Ahora que ya sabemos que los transposones existen... ¡¡agárrense porque vienen curvas!! No sólo existen, existen en los seres humanos. Se piensa que una parte importante de ellos se insertaron antes incluso de la separación entre eucariotas y procariotas. Algunos, para efectuar su transposición, necesitan ser codificados en RNA y, después, ese RNA se vuelve a transcribir en DNA que, ahora sí, se inserta en su nueva posición. Ese mecanismo indicaría la cercanía de su estado puramente vírico, es decir, son mucho más recientes.

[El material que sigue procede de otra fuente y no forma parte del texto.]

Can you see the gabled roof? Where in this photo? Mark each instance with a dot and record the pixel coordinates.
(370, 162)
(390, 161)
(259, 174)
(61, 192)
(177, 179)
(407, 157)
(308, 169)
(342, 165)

No sólo los tenemos en nuestro genoma, los tenemos en abundancia. Algunos estudios señalan que hasta el 42% de nuestro material genético podrían ser transposones. Esta elevada cantidad no haría sino demostrar su antigüedad, pues buena parte de esa cifra son copias de un mismo gen en diferentes lugares del genoma. ¿Cómo puede un organismo tener tal cantidad de copias de genes de un virus y seguir funcionando? Naturalmente porque tienen alguna utilidad. Hay, al menos, dos funciones fundamentales que cumplen los transposones. La primera es ser un reservorio de mutaciones. De alguna manera, el organismo los mantiene controlados hasta que, en respuesta a una situación crítica del ambiente, les da rienda suelta, creando nuevos genes o nuevas funciones en los ya existentes. “Nuevo” significa aquí algo que no estaba presente en el genoma heredado y que se activa en las primeras fases del desarrollo embrionario pudiendo, por tanto, trasmitirse a la descendencia. La otra función es la que propuso McClintock, permitir la diferenciación de las células que comparten un mismo genoma, ganando, con ello, adaptabilidad al medio ambiente. Y aquí es donde aparece Fred Gage, genetista del Salk Insitute for Biological Studies de La Jolla, California. A finales del siglo pasado, Gage puso patas arriba las teorías sobre el cerebro humano al demostrar que en los adultos también se crean nueva células nerviosas destinadas, fundamentalmente, al hipocampo, es decir, la región donde se guardan los nuevos aprendizajes. Obviamente una sola de esas nuevas células basta para la adquisición de conocimientos complejos pues al establecer conexiones con las demás, modifica toda la red neuronal. A principios de este siglo Gage fue más lejos, describiendo un tansposón, el LINE-1, particularmente activo en el proceso de diferenciación de los precursones neuronales, es decir, en el proceso por el que aparece una neurona especializada en una nueva actividad. La conclusión está escrita con todas las letras en un artículo firmado por Gage y su equipo en 2007: “el genoma celular no es estático o determinista sino, más bien, dinámico”. No somos lo que somos por unos genes que determinan las características superiores que nos adornan, somos lo que somos porque hemos aprendido, como ningún otro organismo, a dominar el azar que nos constituye.